MUHAMMADIYAH.OR.ID, YOGYAKARTA— Pada 461 H saat berusia 11 tahun, al Ghazali masuk Madrasah Nizhamiyah di Nishapur dan berguru kepada Imam Haramain Al Juwaini. Kedua ulama besar ini memiliki hubungan sebagai murid dan guru yang menarik untuk dikaji.
Dalam catatan Abdul Ghafir al Farisi (teman sekaligus murid Al Ghazali) disebutkan bahwa di antara semua murid, Al Ghazali merupakan murid yang paling cemerlang di bawah bimbingan Al Juwaini. Al Farisi menyebutkan bahwa Al Ghazali selalu serius dan bekerja keras saat belajar.
Kerja kerasnya ini membuahkan prestasi yang gemilang hingga melampaui rekan-rekannya yang lain dalam hal pemikiran, pemahaman, dan penalaran. Tak heran bila Al Juwaini merasa bangga memiliki murid yang kapasitas nalarnya di atas rata-rata.
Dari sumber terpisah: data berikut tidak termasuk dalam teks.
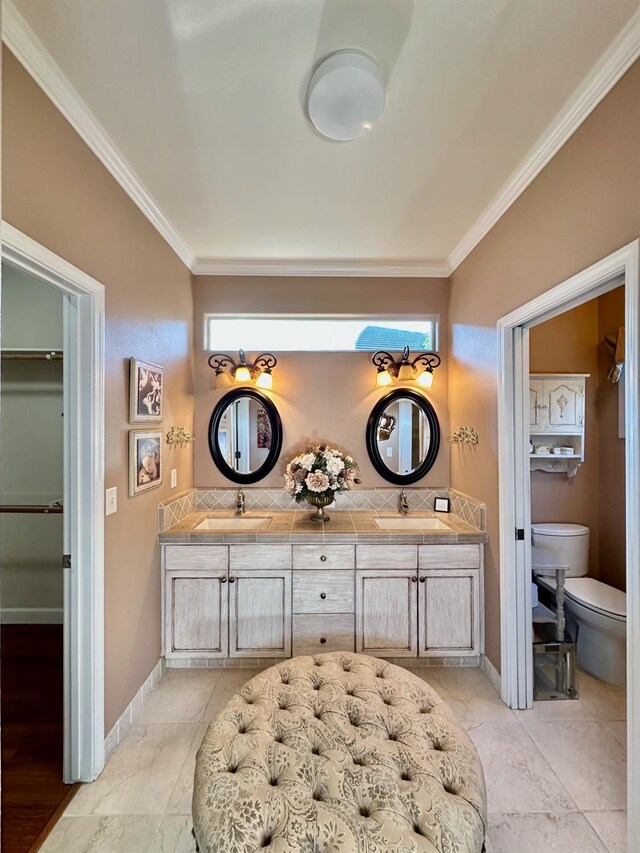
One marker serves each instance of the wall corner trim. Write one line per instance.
(618, 58)
(38, 62)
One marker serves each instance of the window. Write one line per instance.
(318, 334)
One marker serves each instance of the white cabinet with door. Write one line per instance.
(557, 421)
(426, 603)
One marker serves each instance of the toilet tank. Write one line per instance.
(564, 544)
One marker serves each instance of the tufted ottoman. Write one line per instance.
(338, 753)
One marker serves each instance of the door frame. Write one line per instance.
(84, 317)
(621, 267)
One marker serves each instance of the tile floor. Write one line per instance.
(555, 775)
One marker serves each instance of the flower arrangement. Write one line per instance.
(320, 472)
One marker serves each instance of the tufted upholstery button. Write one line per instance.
(402, 784)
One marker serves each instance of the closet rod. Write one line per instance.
(33, 356)
(48, 510)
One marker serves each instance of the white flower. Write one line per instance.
(334, 465)
(317, 482)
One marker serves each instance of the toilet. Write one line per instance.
(598, 611)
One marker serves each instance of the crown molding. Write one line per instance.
(619, 56)
(38, 62)
(352, 268)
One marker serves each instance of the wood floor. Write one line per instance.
(31, 699)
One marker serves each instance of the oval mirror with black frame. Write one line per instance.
(245, 435)
(403, 436)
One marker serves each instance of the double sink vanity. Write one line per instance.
(271, 584)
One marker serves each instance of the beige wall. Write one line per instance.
(582, 206)
(569, 344)
(320, 396)
(611, 491)
(56, 191)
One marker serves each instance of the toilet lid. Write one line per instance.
(593, 594)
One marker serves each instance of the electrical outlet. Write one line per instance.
(111, 501)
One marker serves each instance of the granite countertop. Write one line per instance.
(345, 527)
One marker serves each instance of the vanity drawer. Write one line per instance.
(259, 557)
(323, 592)
(191, 557)
(387, 556)
(323, 557)
(449, 556)
(317, 633)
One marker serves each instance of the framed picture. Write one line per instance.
(264, 430)
(146, 390)
(145, 460)
(441, 505)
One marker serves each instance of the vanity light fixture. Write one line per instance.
(419, 370)
(258, 372)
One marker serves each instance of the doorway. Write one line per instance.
(515, 517)
(82, 599)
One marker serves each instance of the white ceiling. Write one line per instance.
(202, 102)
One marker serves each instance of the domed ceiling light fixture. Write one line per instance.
(345, 98)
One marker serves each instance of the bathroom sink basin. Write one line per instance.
(236, 523)
(404, 522)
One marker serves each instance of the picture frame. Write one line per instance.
(146, 392)
(441, 505)
(145, 460)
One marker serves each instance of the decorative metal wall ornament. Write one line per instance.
(464, 435)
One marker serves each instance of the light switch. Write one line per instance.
(111, 501)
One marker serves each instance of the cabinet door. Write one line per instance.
(449, 613)
(564, 399)
(386, 602)
(260, 613)
(196, 611)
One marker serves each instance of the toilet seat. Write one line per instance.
(594, 595)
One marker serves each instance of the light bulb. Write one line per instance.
(265, 380)
(243, 374)
(425, 378)
(223, 380)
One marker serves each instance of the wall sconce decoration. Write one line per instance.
(258, 372)
(179, 437)
(464, 435)
(420, 369)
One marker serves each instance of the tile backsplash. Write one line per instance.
(467, 508)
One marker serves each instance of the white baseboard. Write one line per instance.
(492, 674)
(31, 615)
(132, 711)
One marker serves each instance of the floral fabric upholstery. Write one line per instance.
(338, 753)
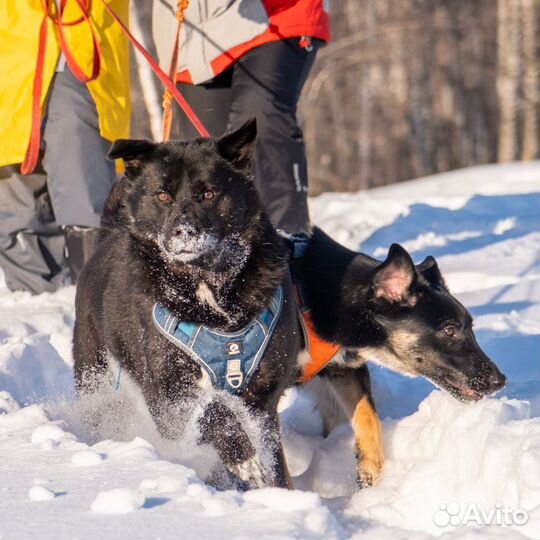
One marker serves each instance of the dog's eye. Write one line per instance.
(450, 330)
(164, 197)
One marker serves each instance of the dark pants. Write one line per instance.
(266, 83)
(79, 177)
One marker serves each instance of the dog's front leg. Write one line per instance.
(352, 388)
(221, 428)
(271, 436)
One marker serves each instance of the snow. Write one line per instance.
(40, 493)
(454, 471)
(118, 501)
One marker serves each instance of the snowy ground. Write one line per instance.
(457, 470)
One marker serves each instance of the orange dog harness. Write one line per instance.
(319, 350)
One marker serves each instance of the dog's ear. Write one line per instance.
(238, 146)
(133, 152)
(394, 278)
(429, 269)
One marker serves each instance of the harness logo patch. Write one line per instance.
(234, 348)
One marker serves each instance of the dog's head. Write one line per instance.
(190, 202)
(427, 331)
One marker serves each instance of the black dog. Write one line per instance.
(395, 314)
(189, 234)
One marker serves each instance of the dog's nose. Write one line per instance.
(497, 380)
(187, 229)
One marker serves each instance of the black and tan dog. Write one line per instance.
(188, 240)
(393, 313)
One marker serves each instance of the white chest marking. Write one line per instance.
(204, 294)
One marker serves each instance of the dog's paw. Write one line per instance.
(250, 472)
(369, 472)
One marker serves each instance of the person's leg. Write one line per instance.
(267, 83)
(79, 176)
(210, 102)
(31, 244)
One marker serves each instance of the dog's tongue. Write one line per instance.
(469, 394)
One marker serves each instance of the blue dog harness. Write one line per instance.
(230, 359)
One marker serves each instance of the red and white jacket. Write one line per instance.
(216, 33)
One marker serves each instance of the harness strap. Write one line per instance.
(229, 358)
(320, 351)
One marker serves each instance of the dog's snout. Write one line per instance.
(190, 230)
(497, 380)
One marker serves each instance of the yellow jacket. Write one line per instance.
(20, 22)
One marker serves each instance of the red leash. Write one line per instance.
(32, 152)
(161, 75)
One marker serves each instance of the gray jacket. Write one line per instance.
(211, 28)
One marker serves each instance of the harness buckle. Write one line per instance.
(234, 373)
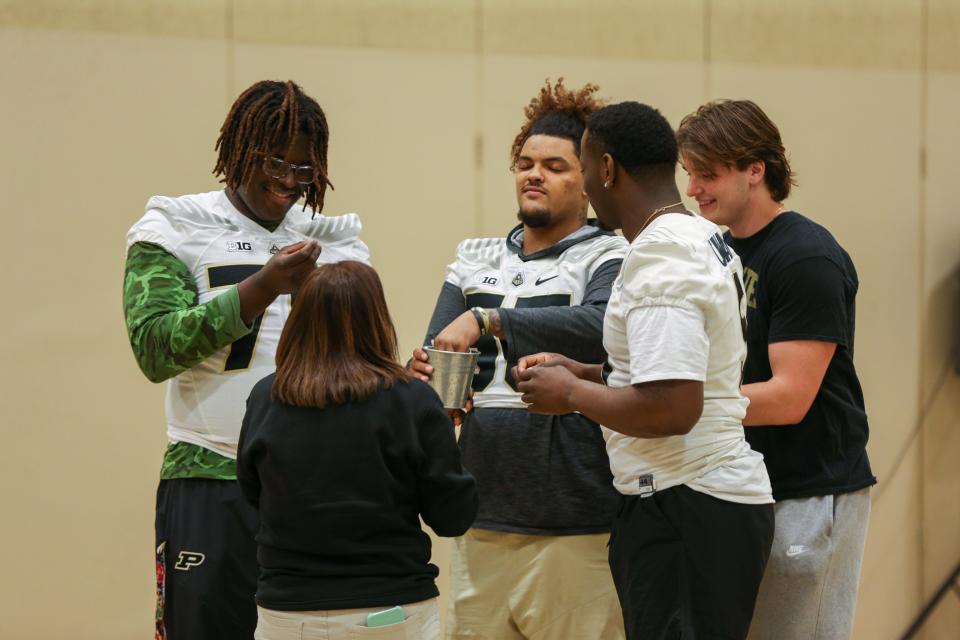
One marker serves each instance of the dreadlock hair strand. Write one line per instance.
(269, 115)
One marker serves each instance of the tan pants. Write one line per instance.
(509, 586)
(422, 622)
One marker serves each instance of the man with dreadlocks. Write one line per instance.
(205, 298)
(535, 563)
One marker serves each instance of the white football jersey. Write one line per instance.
(491, 274)
(220, 247)
(680, 265)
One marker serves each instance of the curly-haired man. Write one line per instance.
(534, 565)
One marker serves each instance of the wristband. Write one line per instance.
(483, 319)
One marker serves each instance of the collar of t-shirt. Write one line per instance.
(745, 246)
(589, 230)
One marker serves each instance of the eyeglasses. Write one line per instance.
(279, 169)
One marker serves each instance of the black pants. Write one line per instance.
(206, 561)
(687, 565)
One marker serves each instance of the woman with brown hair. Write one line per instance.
(342, 452)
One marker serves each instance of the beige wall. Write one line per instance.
(108, 102)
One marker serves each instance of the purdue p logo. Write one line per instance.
(189, 559)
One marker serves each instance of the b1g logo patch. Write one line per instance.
(239, 246)
(189, 559)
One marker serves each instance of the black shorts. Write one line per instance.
(687, 565)
(206, 561)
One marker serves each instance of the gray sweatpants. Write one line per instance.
(809, 588)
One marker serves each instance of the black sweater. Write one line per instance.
(340, 491)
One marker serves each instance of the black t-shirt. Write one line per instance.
(801, 285)
(340, 493)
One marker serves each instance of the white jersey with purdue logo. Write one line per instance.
(491, 273)
(220, 247)
(676, 312)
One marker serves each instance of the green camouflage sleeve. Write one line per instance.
(168, 330)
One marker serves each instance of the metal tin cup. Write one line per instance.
(452, 375)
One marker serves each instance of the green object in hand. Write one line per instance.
(385, 618)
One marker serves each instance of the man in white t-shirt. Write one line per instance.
(691, 541)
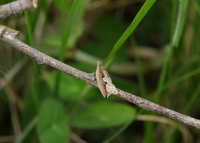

Namun, sebagai seorang remaja yang sedang menikmati gelora intelektual, al Ghazali memiliki sisi gelap yang kurang disukai gurunya: kalau berbicara cepat sekali dan sedikit arogan hingga suka memandang rendah orang lain.
“Satu sisi Imam Al Juwaini ini bangga dengan Al Ghazali sebagai muridnya, produk intelektualnya. Tapi di sisi lain tidak suka dengan al Ghazali karena kalau ngomong cepat sekali dan tabiatnya agak arogan serta suka memandang rendah orang lain,” ucap Muhamad Rofiq Muzakkir dalam kajian tentang Al Ghazali yang diselenggarakan PCIM Amerika Serikat dan Center for Integrative Science and Islamic Civilization (CISIC) Universitas Muhammadiyah Yogyakarta (UMY) pada Sabtu (03/08).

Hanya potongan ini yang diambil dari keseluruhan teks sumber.